As leis de escala estão chegando ao fim
Ali Ghodsi, doutor em Ciência da Computação, também destacou um ponto técnico importante: a era dos “grandes saltos” na performance de IA estaria diminuindo.
Para ele, a chamada lei de escala, a ideia de que modelos maiores sempre geram melhores resultados, “chegou ao limite”.
Modelos como o GPT-5, da OpenAI, e o Claude 4, da Anthropic, segundo Ghodsi, não estão mais mostrando avanços massivos em comparação às gerações anteriores.
“Está ficando cada vez mais difícil extrair valor do próximo modelo gigante pré-treinado”, afirmou.
E ele foi além: a obsessão da indústria com a “superinteligência”, IAs que pensam de forma superior aos humanos, é, em suas palavras, mal direcionada.
Para Ghodsi, o que o mercado realmente precisa é de sistemas eficazes para tarefas práticas, capazes de automatizar trabalhos complexos e repetitivos.
“A AGI já tem tudo que precisamos para construir agentes e automatizar processos. Só precisamos fazer o trabalho chato”, resumiu.
Indústria dividida entre superinteligência e IA humanista
Enquanto Ghodsi pede uma visão mais pragmática, outros líderes da indústria enxergam o futuro de modo bem distinto.
Mustafa Suleyman, CEO de IA da Microsoft e cofundador da DeepMind, afirmou recentemente que a superinteligência deveria, na verdade, ser tratada como um “anti-objetivo”.
Para ele, a meta deve ser uma “superinteligência humanista” — uma IA alinhada a valores e interesses humanos.
Mas nem todos concordam. Sam Altman, CEO da OpenAI, disse que ficaria “muito surpreso” se a superinteligência não fosse alcançada até 2030, argumentando que essas ferramentas podem revolucionar a ciência e a inovação.
Já Demis Hassabis, cofundador da Google DeepMind, prevê que a AGI completa pode surgir entre cinco e dez anos.
Enquanto as apostas e filosofias divergem, uma coisa é clara: o debate sobre o que é — e o que não é — AGI nunca esteve tão intenso.

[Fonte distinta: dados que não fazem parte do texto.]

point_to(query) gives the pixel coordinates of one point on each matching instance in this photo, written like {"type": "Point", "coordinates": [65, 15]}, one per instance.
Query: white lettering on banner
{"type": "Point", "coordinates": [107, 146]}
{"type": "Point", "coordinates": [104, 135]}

A Databricks, por sua vez, segue fortalecida: após levantar US$ 1 bilhão em setembro, a empresa ultrapassou US$ 4 bilhões em receita recorrente anual, um salto de 50% em relação ao ano anterior, com seus produtos de IA já representando US$ 1 bilhão desse total.
💡 Eurisko Insight:
O comentário de Ghodsi é provocativo não apenas pela afirmação em si, mas pelo que ela revela — talvez tenhamos passado mais tempo redefinindo “inteligência” do que percebendo seu surgimento silencioso nas ferramentas que já utilizamos todos os dias.